Yves Michaud

Quand des sages déraillent

En réaction au texte «La démagogie au pouvoir» de M. Gérard Bouchard
Voici deux hommes publics que j'admire et que je respecte: Yves Michaud et Gérard Bouchard. Et coup sur coup, l'un et l'autre dérapent à propos de la charte.
«Si t'es pas content, va-t-en chez vous!», j'ai entendu et lu cette phrase sous des plumes anonymes dans les années 70, quand, immigré depuis 10 ans, je militais pour la souveraineté du Québec. Depuis, les médias canadiens traitent régulièrement d'intolérants ou de xénophobes les citoyens qui préfèrent la loi du Québec à la loi fédérale.
Bien entendu, Yves Michaud et Gérard Bouchard s'expriment avec plus d'élégance et de retenue. Mais si des hommes d'une telle culture vont aussi loin, c'est que le débat sur la charte est près de s'envenimer. Les insultes, les menaces, les insinuations injurieuses risquent de l'emporter sur les arguments.
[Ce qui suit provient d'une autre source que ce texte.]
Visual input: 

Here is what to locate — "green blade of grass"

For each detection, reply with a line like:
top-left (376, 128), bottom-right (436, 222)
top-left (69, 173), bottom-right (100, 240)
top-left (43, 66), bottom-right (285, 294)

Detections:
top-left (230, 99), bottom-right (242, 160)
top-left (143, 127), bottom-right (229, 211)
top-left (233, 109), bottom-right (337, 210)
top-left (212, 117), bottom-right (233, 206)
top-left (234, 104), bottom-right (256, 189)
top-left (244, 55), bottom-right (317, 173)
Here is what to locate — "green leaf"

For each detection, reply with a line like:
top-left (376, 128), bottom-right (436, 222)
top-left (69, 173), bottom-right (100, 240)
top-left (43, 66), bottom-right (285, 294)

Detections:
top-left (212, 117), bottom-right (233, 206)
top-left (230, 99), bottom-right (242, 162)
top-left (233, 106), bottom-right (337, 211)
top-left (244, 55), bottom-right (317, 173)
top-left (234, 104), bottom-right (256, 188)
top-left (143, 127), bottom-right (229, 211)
Des immigrants de toute origine, le Québec en a besoin. Ils sont les bienvenus. Citoyens, ils partagent nos droits et nos obligations. Ils contribuent à l'ouverture et à l'évolution de la culture. Ils y contribuent d'autant mieux quand ils ouvrent leur culture originelle à la culture commune. Penser cela va contre le multiculturalisme fédéral. Cela mérite-t-il des injures et des accusations de populisme?
La laïcité faisait au Québec un large consensus. L'État est indépendant des religions et croyances. Il protège la liberté de religion et de croyance, sans discrimination. Pour cela, il est neutre et chacun de ses organes doit donner les apparences de la neutralité. Il est donc raisonnable d'interdire aux fonctionnaires de porter des marques «ostentatoires» de leurs croyances, dans l'exercice de leurs fonctions. Penser cela est-il attentatoire au respect des libertés?
Dans leur vie privée, les fonctionnaires, comme tous les citoyens, pratiquent librement leur religion ou manifestent librement leurs croyances. Je n'ai pas besoin de connaître les opinions de l'infirmière qui me soigne, mais je veux être assuré qu'elle est libre de ses opinions, quelles qu'elles soient. L'enseignant, a fortiori universitaire, éduque au savoir et à la rationalité. Il a aussi légitimement des croyances irrationnelles. Mais pourquoi faut-il qu'il les affiche dans l'exercice de ses fonctions?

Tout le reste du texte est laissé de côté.